The ggplot2
package in R includes a dataset called diamonds
. The dataset can be accessed by loading ggplot2
like this:
library(ggplot2)
I'm using the boot
package to calculate a 95% confidence interval for the mean of the table
variable. The table
variable has 53,940 observations, and therefore when I tried to use 10,000 bootstrap replicates R crashed:
library(boot)
boot_diamonds_10000 <- boot(diamonds,function(data,indices) mean(data[indices,]$table), R=10000)
I then tried using 1000, 100 and 10 bootstrap replicates like as below. The 1000 and 100 replicates are still slow function calls, but 10 replicates is faster:
boot_diamonds_1000 <- boot(diamonds,function(data,indices) mean(data[indices,]$table), R=1000)

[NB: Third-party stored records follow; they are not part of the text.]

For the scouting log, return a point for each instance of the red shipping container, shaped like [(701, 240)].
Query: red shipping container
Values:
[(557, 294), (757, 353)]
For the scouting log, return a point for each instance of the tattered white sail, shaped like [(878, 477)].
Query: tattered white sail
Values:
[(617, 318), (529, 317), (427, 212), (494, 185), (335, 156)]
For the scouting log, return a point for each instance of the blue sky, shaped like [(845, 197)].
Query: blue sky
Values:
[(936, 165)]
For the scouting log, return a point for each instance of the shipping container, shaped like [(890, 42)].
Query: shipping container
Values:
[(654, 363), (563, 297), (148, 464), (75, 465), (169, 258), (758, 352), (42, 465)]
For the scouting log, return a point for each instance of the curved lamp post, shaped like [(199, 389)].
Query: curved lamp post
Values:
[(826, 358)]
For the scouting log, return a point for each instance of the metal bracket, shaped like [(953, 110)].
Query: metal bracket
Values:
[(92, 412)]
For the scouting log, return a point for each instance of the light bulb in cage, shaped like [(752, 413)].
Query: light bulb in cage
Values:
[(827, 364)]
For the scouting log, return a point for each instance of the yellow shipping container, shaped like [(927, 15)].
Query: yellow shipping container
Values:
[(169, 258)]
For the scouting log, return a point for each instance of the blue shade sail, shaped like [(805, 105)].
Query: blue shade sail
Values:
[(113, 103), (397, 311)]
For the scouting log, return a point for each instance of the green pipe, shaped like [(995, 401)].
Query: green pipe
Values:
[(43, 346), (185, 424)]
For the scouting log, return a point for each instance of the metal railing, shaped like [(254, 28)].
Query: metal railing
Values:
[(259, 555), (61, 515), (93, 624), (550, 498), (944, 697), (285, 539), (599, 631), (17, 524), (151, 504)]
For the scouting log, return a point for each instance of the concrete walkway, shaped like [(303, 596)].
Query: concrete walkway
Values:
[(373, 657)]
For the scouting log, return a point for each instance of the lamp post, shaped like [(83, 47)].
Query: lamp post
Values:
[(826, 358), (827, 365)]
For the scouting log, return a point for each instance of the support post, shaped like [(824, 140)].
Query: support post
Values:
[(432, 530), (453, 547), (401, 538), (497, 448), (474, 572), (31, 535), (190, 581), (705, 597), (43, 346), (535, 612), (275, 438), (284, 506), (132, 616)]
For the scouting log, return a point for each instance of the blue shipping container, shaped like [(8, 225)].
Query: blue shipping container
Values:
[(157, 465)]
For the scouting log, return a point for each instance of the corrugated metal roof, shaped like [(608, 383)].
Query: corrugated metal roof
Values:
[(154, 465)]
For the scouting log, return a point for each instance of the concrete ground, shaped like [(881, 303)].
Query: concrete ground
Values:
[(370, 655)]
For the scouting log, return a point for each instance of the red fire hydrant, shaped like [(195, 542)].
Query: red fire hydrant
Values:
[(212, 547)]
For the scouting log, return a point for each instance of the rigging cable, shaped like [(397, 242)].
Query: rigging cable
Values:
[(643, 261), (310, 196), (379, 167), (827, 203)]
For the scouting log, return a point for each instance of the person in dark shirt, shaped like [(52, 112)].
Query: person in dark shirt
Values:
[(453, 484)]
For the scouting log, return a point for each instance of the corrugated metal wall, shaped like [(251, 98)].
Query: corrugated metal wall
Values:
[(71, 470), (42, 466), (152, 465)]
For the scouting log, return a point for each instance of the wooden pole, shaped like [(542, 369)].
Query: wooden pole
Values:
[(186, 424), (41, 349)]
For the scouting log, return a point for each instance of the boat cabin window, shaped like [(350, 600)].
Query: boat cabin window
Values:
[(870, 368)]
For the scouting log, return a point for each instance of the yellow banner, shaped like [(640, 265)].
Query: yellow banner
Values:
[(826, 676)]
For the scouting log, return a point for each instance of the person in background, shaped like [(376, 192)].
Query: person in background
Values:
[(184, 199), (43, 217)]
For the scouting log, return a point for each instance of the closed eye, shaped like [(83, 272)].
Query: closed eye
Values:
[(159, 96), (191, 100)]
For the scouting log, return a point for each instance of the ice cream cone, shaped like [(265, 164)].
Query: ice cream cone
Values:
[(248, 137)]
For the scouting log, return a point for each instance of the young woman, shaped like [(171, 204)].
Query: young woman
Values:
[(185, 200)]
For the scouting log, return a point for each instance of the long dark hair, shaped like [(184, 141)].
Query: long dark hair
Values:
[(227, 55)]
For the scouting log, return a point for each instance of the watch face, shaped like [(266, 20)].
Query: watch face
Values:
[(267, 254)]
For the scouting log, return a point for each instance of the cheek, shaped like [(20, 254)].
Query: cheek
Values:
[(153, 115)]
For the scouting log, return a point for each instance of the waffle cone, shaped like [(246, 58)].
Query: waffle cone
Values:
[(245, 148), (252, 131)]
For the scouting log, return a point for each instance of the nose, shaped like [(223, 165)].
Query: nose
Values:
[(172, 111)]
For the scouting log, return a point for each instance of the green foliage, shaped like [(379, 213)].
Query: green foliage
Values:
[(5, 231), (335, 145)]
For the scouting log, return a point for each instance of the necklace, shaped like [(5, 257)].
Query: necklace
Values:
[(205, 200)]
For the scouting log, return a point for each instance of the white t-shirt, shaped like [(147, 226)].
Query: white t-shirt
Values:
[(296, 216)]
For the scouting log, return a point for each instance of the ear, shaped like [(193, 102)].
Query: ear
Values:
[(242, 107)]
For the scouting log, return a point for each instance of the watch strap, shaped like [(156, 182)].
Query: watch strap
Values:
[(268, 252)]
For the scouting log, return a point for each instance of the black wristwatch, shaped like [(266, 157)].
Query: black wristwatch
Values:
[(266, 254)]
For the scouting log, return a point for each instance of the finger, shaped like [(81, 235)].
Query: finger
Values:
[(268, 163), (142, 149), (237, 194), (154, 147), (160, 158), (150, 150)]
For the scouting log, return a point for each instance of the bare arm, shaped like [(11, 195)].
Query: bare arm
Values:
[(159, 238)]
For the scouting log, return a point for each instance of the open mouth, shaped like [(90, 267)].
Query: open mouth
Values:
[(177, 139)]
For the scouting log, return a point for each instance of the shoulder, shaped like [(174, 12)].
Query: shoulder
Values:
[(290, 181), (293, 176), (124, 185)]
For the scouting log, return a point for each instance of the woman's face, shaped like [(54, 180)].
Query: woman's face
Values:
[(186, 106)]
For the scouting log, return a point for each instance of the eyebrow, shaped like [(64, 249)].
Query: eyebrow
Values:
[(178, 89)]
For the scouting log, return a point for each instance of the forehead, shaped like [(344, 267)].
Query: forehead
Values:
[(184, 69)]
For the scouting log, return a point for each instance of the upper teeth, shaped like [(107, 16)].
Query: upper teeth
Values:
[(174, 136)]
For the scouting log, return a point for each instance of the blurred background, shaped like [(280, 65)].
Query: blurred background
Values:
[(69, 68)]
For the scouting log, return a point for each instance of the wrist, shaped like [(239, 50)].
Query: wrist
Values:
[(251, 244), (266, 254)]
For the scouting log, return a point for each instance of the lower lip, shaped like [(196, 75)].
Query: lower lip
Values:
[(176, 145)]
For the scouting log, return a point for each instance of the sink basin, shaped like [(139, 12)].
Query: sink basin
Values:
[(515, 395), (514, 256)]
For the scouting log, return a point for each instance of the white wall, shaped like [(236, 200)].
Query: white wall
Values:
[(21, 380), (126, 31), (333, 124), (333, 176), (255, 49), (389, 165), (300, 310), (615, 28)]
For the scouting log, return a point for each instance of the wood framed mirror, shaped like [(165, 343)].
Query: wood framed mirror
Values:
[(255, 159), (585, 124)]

boot_diamonds_100 <- boot(diamonds,function(data,indices) mean(data[indices,]$table), R=100)
boot_diamonds_10 <- boot(diamonds,function(data,indices) mean(data[indices,]$table), R=10)
These all give pretty much the same 95% confidence intervals:
quantile(boot_diamonds_1000$t, c(0.025,0.975))
# 2.5% 97.5%
# 57.43890 57.47682
quantile(boot_diamonds_100$t, c(0.025,0.975))
# 2.5% 97.5%
# 57.43638 57.47438
quantile(boot_diamonds_10$t, c(0.025,0.975))
# 2.5% 97.5%
# 57.44636 57.46841
To avoid crashing R or waiting for slow functions calls, is it reasonable to use 10 bootstrap replicates when the sample size (53,940) is so high?